A beautiful love story  cut short by the Korean War.
Lee Jung-Seop, born to a wealthy family in North Korea, and Yamamoto Masako met and fell in love when they were studying art in Tokyo in 1939.
They got married in 1945, the year World War II ended, and she took up the Korean name  Lee Nam-Deok.
The couple were blessed with two sons when the Korean War (1950-53) erupted.
Together with  their sons Tae-Hyun and Tae-Seung who were four and two respectively, they survived the 1951 mass exodus from North Korea to  South Korea where they stayed in Busan and Jeju for a year.
In a bid to save their children from hardship in a war torn country, Nam-Deok and her sons boarded a Tokyo-bound repatriation ship in 1952.
The separation was meant to be a temporary one.
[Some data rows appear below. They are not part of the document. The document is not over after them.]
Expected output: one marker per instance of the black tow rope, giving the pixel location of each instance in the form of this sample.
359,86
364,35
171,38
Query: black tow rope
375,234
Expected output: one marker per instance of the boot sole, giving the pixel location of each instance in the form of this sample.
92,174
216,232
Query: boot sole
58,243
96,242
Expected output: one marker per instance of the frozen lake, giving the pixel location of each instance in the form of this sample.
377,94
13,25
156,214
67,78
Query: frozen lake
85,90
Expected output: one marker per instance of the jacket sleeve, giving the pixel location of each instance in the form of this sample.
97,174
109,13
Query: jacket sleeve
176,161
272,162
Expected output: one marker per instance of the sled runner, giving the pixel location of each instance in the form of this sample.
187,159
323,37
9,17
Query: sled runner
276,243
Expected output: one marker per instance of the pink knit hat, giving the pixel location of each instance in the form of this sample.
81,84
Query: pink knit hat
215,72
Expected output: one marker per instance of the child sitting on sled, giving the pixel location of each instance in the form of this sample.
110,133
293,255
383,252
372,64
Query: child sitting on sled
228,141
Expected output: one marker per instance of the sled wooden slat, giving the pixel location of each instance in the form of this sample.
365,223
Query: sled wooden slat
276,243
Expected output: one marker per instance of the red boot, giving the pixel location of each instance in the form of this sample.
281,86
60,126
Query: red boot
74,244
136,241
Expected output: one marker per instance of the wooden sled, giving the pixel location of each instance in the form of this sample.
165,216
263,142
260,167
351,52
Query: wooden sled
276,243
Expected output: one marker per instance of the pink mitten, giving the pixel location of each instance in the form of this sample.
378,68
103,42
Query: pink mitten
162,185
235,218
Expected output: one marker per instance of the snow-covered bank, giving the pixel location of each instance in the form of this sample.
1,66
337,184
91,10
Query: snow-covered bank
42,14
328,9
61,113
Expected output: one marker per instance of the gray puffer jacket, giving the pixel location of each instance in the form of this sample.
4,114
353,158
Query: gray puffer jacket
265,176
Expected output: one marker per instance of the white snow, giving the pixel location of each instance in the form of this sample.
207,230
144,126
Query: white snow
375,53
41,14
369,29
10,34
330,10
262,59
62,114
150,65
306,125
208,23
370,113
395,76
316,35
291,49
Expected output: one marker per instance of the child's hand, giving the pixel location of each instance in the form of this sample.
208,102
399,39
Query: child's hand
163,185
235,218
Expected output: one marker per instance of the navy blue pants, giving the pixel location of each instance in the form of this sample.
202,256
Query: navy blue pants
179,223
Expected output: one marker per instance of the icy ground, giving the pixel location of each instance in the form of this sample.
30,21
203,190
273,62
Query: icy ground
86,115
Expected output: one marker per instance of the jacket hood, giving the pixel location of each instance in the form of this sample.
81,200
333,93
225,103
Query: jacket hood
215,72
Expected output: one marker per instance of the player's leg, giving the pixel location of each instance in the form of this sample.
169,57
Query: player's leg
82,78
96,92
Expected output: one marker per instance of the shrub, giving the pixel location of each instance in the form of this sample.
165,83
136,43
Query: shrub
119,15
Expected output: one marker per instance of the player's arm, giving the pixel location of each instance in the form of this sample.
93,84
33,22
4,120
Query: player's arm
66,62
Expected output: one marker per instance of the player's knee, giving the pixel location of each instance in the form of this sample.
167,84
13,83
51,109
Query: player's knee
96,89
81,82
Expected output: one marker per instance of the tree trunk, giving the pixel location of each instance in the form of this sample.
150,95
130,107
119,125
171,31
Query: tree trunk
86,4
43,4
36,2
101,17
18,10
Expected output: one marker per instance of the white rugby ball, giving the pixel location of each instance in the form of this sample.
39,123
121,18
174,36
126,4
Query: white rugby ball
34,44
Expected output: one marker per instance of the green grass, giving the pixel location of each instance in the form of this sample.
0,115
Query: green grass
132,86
The following year, Jung -Seop managed to make it to Tokyo for a weeklong reunion with his wife and sons.
Upon his return to South Korea, Jung -Seop who struggled to make money to bring his family home succumbed to hardship and poor health.
He died alone in a hospital in Seoul in 1956 at the age of 40.
Fast track to 2002, the South Korean government set up the Lee Jung-Seop Art Gallery in Seogwipo in Jeju and the road leading to the museum is named after the renowned artist.
 Legacy: Visitors learned about Lee Jung -Seop  as they stroll along the street named after him.
Jung-Seop’s life and times, written in English,  is displayed prominently at the gallery
I wished I had read about the Lee family before I visited the museum in the Summer of 2018 to better appreciate his art work which says a lot about love for his family and life in a turbulent era.
Happier times:  The two paintings by Lee Jung -Seop.
Next to the gallery is a small house where the Lee family stayed in a rented room measuring 1.5m by 2.4m for about a year in 1951.
Evolving times: The Lee family stayed briefly  in this house about 70 years ago.
According to The Korean Herald in a report on Jun 6, 2016 – It was in Seogwipo  that Jung -Seop created paintings that portrayed children playing with crabs and fish, in cheerful colours, and that his wife later recalled that it was the happiest time for the family.